The talks in Bonn, Germany, now in their second week, are intended to hammer out some of the nittygritty details for implementing the 2015 Paris climate accord. Participating countries agreed to keep global warming significantly below 2 C.
Key topics include how to measure individual countries’ efforts, taking stock of what has been achieved so far and setting new emissions reduction targets needed to reach the Paris goal. But developing countries also want rich nations to pay for some of the devastating impacts climate change inevitably is going to have.
Formal decisions on most issues won’t be taken until next year’s meeting in Poland, but few want to leave progress until the last minute.

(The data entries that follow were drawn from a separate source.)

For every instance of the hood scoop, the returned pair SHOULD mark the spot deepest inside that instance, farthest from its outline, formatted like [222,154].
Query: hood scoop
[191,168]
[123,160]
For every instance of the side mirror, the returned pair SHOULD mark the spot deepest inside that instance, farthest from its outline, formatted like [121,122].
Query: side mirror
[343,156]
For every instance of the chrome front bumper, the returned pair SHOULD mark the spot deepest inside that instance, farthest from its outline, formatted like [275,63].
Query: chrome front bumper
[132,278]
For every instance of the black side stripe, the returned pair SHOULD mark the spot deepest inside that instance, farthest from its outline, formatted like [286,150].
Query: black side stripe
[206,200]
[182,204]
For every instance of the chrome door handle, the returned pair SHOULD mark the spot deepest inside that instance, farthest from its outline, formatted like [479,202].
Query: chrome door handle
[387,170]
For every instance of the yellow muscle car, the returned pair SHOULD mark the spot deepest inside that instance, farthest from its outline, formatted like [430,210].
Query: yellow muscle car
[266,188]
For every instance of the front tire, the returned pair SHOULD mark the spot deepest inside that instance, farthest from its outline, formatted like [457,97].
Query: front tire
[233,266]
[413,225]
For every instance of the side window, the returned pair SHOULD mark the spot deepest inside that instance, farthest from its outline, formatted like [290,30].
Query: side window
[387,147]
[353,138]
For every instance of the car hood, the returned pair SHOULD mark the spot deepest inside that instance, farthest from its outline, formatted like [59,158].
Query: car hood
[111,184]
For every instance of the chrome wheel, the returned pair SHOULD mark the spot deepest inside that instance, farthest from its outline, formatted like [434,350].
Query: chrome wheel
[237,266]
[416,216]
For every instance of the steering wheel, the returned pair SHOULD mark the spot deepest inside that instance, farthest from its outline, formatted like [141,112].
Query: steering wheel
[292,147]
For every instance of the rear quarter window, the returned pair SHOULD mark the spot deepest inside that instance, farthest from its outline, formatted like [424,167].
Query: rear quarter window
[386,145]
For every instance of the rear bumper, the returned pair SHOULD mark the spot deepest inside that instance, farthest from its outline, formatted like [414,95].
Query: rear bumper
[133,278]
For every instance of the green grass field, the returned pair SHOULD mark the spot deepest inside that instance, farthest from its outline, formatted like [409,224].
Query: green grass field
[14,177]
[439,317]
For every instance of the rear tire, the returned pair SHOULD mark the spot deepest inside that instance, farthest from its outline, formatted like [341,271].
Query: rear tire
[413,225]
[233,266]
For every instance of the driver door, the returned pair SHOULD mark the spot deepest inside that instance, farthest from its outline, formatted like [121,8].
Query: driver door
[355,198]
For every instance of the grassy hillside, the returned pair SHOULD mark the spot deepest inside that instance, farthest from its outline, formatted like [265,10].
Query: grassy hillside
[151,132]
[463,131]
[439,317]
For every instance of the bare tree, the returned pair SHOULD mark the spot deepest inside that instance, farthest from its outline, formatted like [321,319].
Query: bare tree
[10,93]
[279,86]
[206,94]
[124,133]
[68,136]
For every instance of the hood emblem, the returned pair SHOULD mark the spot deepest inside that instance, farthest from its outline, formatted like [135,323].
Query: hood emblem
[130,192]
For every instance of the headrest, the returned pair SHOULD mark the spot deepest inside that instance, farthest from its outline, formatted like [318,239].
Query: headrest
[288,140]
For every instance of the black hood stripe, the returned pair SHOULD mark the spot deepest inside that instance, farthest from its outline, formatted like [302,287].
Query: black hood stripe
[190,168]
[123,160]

“Without that support forthcoming from the developed countries, there’s going to be some real fireworks at the end of this week,” said Alden Meyer, strategy and policy director for the Union of Concerned Scientists, an advocacy group in Washington.
Poor nations see the issue of financial compensation, known in UN parlance as “loss and damage,” as a matter of fairness. They argue that rising sea levels and more extreme weather will hit them disproportionately hard even though they have contributed only a fraction of the carbon emissions blamed for global warming.
Rich countries counter that they are already paying billions of dollars to help developing nations reduce emissions — such as by switching to renewable energy — and to adapt to climate change.
Much of the focus at the Nov. 6-17 meeting is on the U.S., following President Donald Trump’s announcement that he would pull out of the Paris accord unless he can get a better deal for Americans.
Scientists say new figures show global carbon emissions will reach a record high in 2017, dashing hopes that levels of the heattrapping gas might have plateaued following three consecutive years when they didn’t go up at all.